By JESSICA COOLEY
The Lufkin Daily News
Sunday, August 02, 2009
A Lufkin boy struggling with kidney disease since birth needs community support for a potentially life-changing operation.
Every Monday, Wednesday and Friday morning for the last seven years 16-year-old Adam McCleskley and one of his parents make a trip to Memorial Hermann Hospital in Houston, where he sits for the next several hours getting dialysis. McCleskey was born with autosomal recessive polycystic kidney disease (ARPKD), a genetic disorder with an incidence rate of one in 10,000, according to yougenesyourhealth.org.
“Because Lufkin has no pedi-nephrologists, pedi-dialysis or pedi-pulmonary, he has to go to Houston,” Kelli McCleskey, Adam’s mother said. “I take him two days a week and his dad one day a week. My dad was helping me by going one day a week, but in October 2008 he became sick and passed away December 28.”
ARPKD has a high mortality rate in infants — something the McCleskey family has experienced first hand. At 16 months McCleskey went into cardiac arrest and recovered but in 1997 the family lost an eight-day-old daughter named Kelson to the disease.
“She was also born with kidney failure and her father and I had to decide to take her off life support,” Kelli McCleskey said. “After her death, life was just too hard to deal with and our marriage ended. We had been married for 10 years, but it was very hard for me to handle her death.”
McCleskey was only two at the time of his sister’s death and doesn’t remember the experience. Although McCleskey’s life has been dependent on dialysis for the last seven years, a successful kidney transplant could change that, his mother, Kelli McCleskey said. Also suffering from cystic fibrosis, the boy has already been through one transplant in his life.
“In 2004 my mom donated her kidney to me and we thought it would work, but unfortunately it didn’t,” Adam McCleskey said.
Kelli McCleskey said that during surgery, doctors damaged her removed kidney before placing it in her son but were still hopeful it would function.
“When they took a biopsy later, they said it had 75 percent damage so it needed to be removed,” Kelli McCleskey said. “It was devastating to go through all that and have it not work. No other family members can donate. He has a cousin that is trying to donate her kidney through a matched donation program.”
Matched donation connects individuals who want to donate but aren’t a match for their own family member. Through a cross-matching system multiple transplants can occur. “We’re really hoping matched donation will work for us, but right now from the transplant and all the blood transfusions over the years, his antibodies are on high alert,” Kelly McCleskey said. “They’ll attack anything we try to do.”
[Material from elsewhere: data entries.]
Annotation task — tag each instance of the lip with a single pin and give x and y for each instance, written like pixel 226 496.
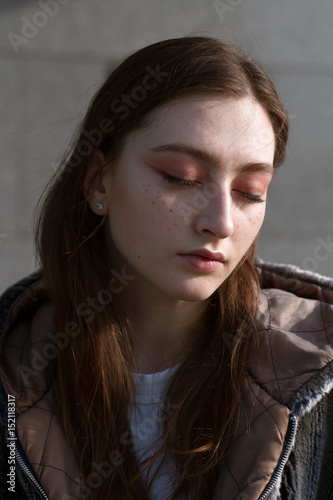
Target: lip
pixel 204 260
pixel 207 254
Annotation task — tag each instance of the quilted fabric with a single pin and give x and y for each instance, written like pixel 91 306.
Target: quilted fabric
pixel 289 373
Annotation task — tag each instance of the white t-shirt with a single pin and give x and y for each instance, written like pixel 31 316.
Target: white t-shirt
pixel 146 425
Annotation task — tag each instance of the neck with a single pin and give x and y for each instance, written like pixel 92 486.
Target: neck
pixel 162 328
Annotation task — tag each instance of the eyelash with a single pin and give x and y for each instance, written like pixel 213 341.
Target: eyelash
pixel 171 179
pixel 176 180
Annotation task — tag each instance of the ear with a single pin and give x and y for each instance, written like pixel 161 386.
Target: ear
pixel 93 186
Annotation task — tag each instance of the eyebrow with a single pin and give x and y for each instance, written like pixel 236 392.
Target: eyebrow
pixel 211 159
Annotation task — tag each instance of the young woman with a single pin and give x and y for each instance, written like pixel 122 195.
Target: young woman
pixel 152 358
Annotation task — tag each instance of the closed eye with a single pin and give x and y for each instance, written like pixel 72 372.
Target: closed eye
pixel 253 197
pixel 171 179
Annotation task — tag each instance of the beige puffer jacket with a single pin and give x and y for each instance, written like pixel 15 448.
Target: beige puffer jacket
pixel 282 453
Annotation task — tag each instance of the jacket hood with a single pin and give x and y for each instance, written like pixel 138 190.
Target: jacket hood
pixel 289 370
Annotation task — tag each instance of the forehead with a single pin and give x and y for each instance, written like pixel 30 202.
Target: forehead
pixel 223 125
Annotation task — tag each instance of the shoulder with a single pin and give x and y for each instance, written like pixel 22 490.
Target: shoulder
pixel 293 359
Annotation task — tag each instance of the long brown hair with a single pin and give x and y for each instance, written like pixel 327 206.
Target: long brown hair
pixel 95 370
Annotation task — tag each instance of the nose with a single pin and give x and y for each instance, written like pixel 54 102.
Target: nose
pixel 216 215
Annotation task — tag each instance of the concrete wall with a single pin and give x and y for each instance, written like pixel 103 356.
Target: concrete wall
pixel 49 75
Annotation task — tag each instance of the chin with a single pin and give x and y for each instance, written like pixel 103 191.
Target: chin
pixel 193 294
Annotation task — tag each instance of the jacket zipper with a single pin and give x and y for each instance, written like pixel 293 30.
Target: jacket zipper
pixel 283 459
pixel 30 476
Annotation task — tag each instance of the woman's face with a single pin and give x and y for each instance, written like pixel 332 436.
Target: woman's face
pixel 187 197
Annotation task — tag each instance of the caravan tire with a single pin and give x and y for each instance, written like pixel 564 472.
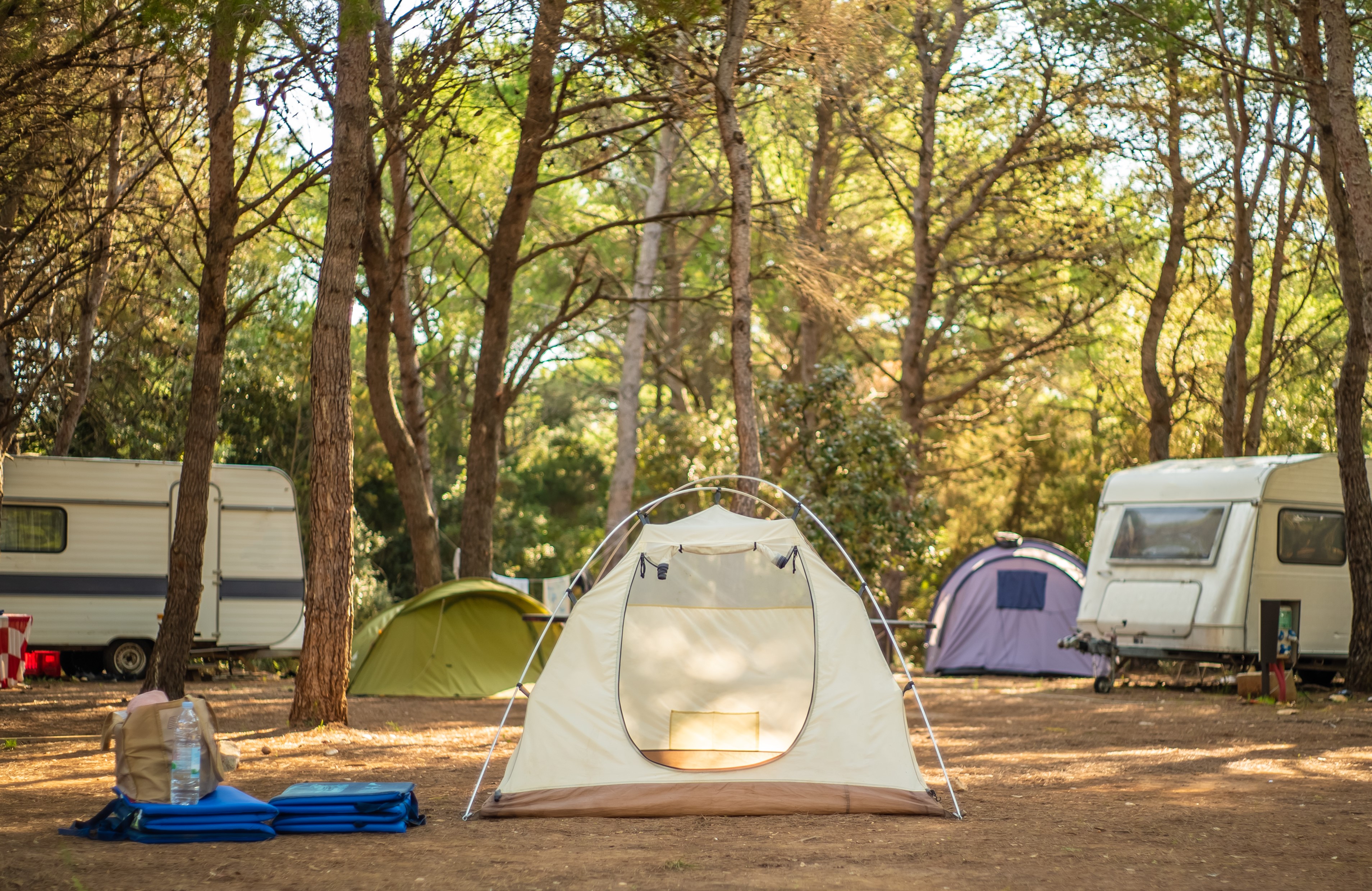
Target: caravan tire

For that reason McCleskey first needs to travel to John Hopkins Hospital in Baltimore, where a doctor has agreed to see him for a procedure that will desensitize his antibodies.
“Desensitization is a process that removes harmful antibodies from the blood stream. These antibodies, which fight foreign tissues like those found on a donated organ, can cause organ rejection. These antibodies are removed through a process called plasmapheresis,” a transplant services Web site stated. “Typically, three or four treatments are required prior to transplant. At the start of the plasmapheresis treatments, the patient receives anti-rejection medications to help prevent the reformation of the harmful antibodies. These anti-rejection medications are the same medications that the patient will continue to use after the transplant.”
“After the transplant” are words the family can’t wait to say, Kelli McCleskey said.
“We’re tired of waiting. We’re not going to wait for him to lose his strength before we start pushing for this,” she said. “We have a big family and he’s seeing everyone else doing all these things while he’s stuck in the dialysis chair.”
“That’s what hurts,” she continued, voice breaking with emotion. “It hurts a lot. When does he get to live his life?”
There will be a fundraiser for McCleskey at 2 p.m. today in the Lufkin Sam’s Club parking lot.
“We will be selling turkey legs, sausage-on-a-stick and Ben and Jerry’s has donated 50 pints of ice cream,” Kelli McCleskey said. “We would be so very grateful of anything the community can help us with.”